Secondo i carabinieri del nucleo operativo di Novi Ligure, l’uomo avrebbe inviato per posta ad almeno cinque commercianti, biglietti intimidatori anonimi scritti in stampatello. Nei messaggi l’uomo raccomandava di non avvertire i carabinieri, minacciando ritorsioni in caso contrario e avvertendo che a breve si sarebbe presentato un uomo incaricato di riscuotere il denaro.  Le somme che i commercianti avrebbero dovuto versare per avere la “protezione”, non sono note. Questo il contenuto di due messaggi: “Sappiamo tutto di te, hai bisogno di protezione o avrai molti guai… Vicino a te un nostro amico ti consiglierà, per non avere problemi” ad altri aveva scritto: “Hai avvertito gli sbirri… scoppierà una bomba con i chiodi e non avrai più clienti. Tutti già pagano”.

I biglietti sono stati spediti alla fine del mese di marzo e poi nuovamente a luglio, nel frattempo nessuno si è presentato a riscuotere il pizzo. Il buon senso ha comunque prevalso sulla paura e i commercianti hanno informato i carabinieri che si sono immediatamente attivati.

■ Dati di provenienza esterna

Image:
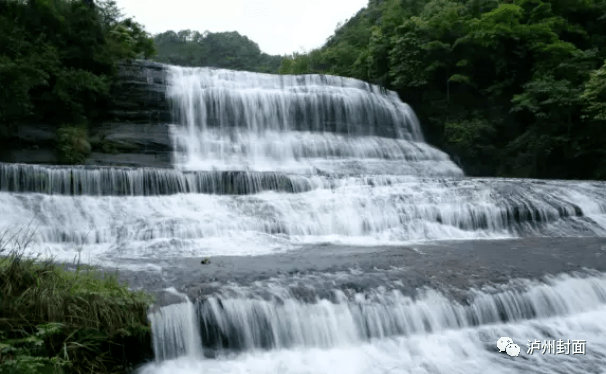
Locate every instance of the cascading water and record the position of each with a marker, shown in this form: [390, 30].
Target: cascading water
[269, 164]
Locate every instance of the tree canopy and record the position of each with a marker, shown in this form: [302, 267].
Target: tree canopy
[511, 88]
[58, 59]
[228, 50]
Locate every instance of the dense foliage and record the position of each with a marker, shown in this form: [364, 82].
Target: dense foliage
[58, 59]
[228, 50]
[55, 320]
[511, 88]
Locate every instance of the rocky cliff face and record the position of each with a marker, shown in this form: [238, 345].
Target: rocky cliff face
[135, 134]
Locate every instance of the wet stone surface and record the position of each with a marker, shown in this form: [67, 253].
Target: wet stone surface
[452, 267]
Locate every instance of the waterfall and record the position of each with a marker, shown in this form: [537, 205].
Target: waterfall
[241, 120]
[280, 333]
[175, 330]
[268, 164]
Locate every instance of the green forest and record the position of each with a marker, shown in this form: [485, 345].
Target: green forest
[228, 50]
[511, 88]
[58, 59]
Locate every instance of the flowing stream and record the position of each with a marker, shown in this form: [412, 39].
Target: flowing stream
[268, 164]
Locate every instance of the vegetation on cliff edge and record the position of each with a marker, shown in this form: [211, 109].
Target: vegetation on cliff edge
[58, 59]
[511, 87]
[54, 320]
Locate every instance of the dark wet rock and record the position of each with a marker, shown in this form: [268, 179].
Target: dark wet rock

Non è stata sottovalutata alcuna pista, sono aumentati i controlli in zona e sono stati analizzati approfonditamente tutti i dettagli, a partire da quelli comuni ai diversi commercianti, fino ad arrivare all’uomo. I sospetti si sono concentrati sul sessantenne anche grazie al contributo del Comune di Novi Ligure, che ha fornito documentazione sui numerosi esposti inviati dal sessantenne. L’uomo, infatti, nel tempo, aveva più volte sollevato diverse rimostranze contro alcuni commercianti e di conseguenza anche contro il Comune, per delle autorizzazioni concesse a suo avviso inopportune. Alla base del gravissimo gesto c’era probabilmente un rancore di fondo, che l’uomo ha così crudelmente sfogato, senza tenere conto delle conseguenze che avrebbe potuto comportare, o forse tenendone conto ed esacerbando volutamente le frasi utilizzate. È quanto si dovrà chiarire in questa assurda quanto inammissibile vicenda.

Alle indagini è seguita la perquisizione nell’appartamento dell’uomo, dove è stato trovato il materiale utilizzato per la composizione dei biglietti intimidatori.  L’uomo ha ammesso tutto ma non ha saputo fornire spiegazioni convincenti.

“E’ probabile – spiegano i carabinieri in un comunicato – che oltre ai cinque commercianti che hanno denunciato i fatti, altri  abbiano ricevuto le medesime intimidazioni e sono pertanto invitati a presentarsi negli uffici della caserma di Novi Ligure per sporgere denuncia. È molto importante – concludono – ricostruire tutti gli episodi, al fine di circostanziare l’esatta portata della condotta dell’uomo”.